[Issue]: Regarding the parameter issues with DeviceGemm_Xdl_CShuffle
Problem Description
// clang-format off
using DeviceGemmInstance1 = ck::tensor_operation::device::DeviceGemm_Xdl_CShuffle
<
ALayout, // ALayout
BLayout, // BLayout
CLayout, // CLayout
ADataType, // ADataType
BDataType, // BDataType
CDataType, // CDataType
AccDataType, // AccDataType
CShuffleDataType, // CShuffleDataType
AElementOp, // AElementwiseOperation
BElementOp, // BElementwiseOperation
CElementOp, // CElementwiseOperation
GemmDefault, // GEMMSpacialization
1, // NumGemmKPrefetchStage
BlockSize, // BlockSize
256, // MPerBlock
128, // NPerBlock
32, // KPerBlock
8, // AK1
2, // BK1
32, // MPerXDL
32, // NPerXDL
4, // MXdlPerWave
2, // NXdlPerWave
S<4, 64, 1>, // ABlockTransferThreadClusterLengths_K0_M_K1
S<1, 0, 2>, // ABlockTransferThreadClusterArrangeOrder
S<1, 0, 2>, // ABlockTransferSrcAccessOrder
2, // ABlockTransferSrcVectorDim
8, // ABlockTransferSrcScalarPerVector
8, // ABlockTransferDstScalarPerVector_K1
1, // ABlockLdsAddExtraM
S<8, 32, 1>, // BBlockTransferThreadClusterLengths_K0_N_K1
S<0, 2, 1>, // BBlockTransferThreadClusterArrangeOrder
S<0, 2, 1>, // BBlockTransferSrcAccessOrder
1, // BlockTransferSrcVectorDim
4, // BBlockTransferSrcScalarPerVector
2, // BBlockTransferDstScalarPerVector_K1
0, // BBlockLdsAddExtraN
1, // CShuffleMXdlPerWavePerShuffle
2, // CShuffleNXdlPerWavePerShuffle
S<1, 16, 1, 16>, // CBlockTransferClusterLengths_MBlock_MWaveMPerXdl_NBlock_NWaveNPerXdl
8, // CBlockTransferScalarPerVector_NWaveNPerXdl
ck::LoopScheduler::Interwave,
ck::PipelineVersion::v1>;
// clang-format on
Could you please explain the meaning of the above parameters, and how should I relate them to the specific dimensions of matrices A, B, and C? Also, why do I get an error when I change the value of //CBlockTransferScalarPerVector_NWaveNPerXdl?

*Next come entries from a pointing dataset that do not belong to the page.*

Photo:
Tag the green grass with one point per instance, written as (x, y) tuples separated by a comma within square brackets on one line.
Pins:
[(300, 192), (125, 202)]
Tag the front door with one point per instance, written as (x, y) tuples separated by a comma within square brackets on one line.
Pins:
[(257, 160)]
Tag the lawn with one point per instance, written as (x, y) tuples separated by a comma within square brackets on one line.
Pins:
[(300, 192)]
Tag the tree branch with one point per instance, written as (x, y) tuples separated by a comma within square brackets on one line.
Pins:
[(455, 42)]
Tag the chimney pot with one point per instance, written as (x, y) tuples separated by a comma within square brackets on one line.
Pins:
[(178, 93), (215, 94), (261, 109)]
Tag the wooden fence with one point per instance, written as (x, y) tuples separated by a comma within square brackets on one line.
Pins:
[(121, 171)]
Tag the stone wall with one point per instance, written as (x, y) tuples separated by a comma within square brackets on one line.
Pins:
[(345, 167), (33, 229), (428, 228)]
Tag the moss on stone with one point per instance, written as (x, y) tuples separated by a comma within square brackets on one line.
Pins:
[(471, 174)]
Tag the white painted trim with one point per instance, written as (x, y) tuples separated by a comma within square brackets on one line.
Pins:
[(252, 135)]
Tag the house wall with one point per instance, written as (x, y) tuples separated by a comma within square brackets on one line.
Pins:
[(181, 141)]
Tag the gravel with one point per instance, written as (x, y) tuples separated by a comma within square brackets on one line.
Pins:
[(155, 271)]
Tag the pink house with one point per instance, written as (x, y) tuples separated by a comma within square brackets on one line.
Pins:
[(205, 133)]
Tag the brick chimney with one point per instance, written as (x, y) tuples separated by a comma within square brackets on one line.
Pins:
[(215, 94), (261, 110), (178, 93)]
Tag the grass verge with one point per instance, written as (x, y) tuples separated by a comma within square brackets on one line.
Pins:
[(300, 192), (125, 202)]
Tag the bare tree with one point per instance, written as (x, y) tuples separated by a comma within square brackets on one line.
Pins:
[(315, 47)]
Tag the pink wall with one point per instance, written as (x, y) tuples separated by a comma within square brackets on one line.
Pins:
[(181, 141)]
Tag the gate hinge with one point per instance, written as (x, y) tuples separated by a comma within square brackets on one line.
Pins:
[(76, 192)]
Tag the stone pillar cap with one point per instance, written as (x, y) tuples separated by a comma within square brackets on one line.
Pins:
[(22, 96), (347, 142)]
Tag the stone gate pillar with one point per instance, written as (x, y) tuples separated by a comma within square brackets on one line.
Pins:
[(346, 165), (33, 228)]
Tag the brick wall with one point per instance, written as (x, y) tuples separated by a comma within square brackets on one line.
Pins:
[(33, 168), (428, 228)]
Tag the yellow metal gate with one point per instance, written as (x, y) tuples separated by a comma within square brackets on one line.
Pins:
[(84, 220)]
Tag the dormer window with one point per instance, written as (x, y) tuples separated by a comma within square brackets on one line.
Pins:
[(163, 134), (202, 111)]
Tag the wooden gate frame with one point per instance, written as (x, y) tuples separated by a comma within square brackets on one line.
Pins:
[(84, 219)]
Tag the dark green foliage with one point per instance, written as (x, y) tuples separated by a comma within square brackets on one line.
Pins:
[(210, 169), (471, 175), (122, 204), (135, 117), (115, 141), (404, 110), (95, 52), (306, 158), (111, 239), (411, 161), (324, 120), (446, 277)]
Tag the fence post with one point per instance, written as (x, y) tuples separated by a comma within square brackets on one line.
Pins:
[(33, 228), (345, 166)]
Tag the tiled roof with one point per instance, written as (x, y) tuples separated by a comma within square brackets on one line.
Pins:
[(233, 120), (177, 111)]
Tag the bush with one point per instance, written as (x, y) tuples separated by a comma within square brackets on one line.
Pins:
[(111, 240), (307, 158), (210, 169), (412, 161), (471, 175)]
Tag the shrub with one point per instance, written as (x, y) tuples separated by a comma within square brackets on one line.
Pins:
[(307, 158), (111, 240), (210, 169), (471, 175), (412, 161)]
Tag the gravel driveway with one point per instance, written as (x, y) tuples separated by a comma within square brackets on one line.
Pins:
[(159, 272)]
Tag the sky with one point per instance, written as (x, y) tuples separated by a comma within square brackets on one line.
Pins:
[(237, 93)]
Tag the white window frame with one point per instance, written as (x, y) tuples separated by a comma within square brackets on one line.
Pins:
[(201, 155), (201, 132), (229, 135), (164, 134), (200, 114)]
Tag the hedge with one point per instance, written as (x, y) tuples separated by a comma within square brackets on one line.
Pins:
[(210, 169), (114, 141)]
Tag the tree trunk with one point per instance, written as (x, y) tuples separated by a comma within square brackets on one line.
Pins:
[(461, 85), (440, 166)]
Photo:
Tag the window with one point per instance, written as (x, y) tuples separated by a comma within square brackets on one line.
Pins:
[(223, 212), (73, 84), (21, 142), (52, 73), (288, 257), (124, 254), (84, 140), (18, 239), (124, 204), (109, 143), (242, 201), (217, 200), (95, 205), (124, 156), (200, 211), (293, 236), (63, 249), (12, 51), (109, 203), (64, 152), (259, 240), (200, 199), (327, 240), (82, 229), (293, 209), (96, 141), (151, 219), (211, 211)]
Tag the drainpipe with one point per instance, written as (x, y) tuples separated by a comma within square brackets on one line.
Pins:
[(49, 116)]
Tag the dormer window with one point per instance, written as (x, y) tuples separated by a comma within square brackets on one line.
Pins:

The error is as follows:
opt/rocm-6.0.0/include/ck/tensor_description/tensor_space_filling_curve.hpp:44:9: error: static assertion failed due to requirement 'const ck::Sequence<1, 4, 1, 8>{} % ck::Sequence<1, 1, 1, 16>{} == ck::Sequence<0, 0, 0, 0>{}'
static_assert(TensorLengths{} % ScalarsPerAccess{} ==
Also, which parameters are related to the tuple ck::Sequence<1, 4, 1, 8> shown in the error message? How is it calculated? Additionally, what is the reason for the following error?
/opt/rocm-6.0.0/include/ck/tensor_description/tensor_space_filling_curve.hpp:112:28: error: constexpr variable 'id' must be initialized by a constant expression
constexpr auto id = compute_index_impl(idim);
I currently do not understand the meaning of the above parameters, and I hope someone can help me analyze them. Thank you very much!
Operating System
Ubuntu 22.04.3 LTS
CPU
intel
GPU
AMD Instinct MI210
Other
No response
ROCm Version
ROCm 6.0.0
ROCm Component
Composable Kernel
Steps to Reproduce
No response
(Optional for Linux users) Output of /opt/rocm/bin/rocminfo --support
No response
Additional Information
I hope friends who understand these parameters can give me valuable advice. I've been stuck on understanding these parameters recently, and I would greatly appreciate any help!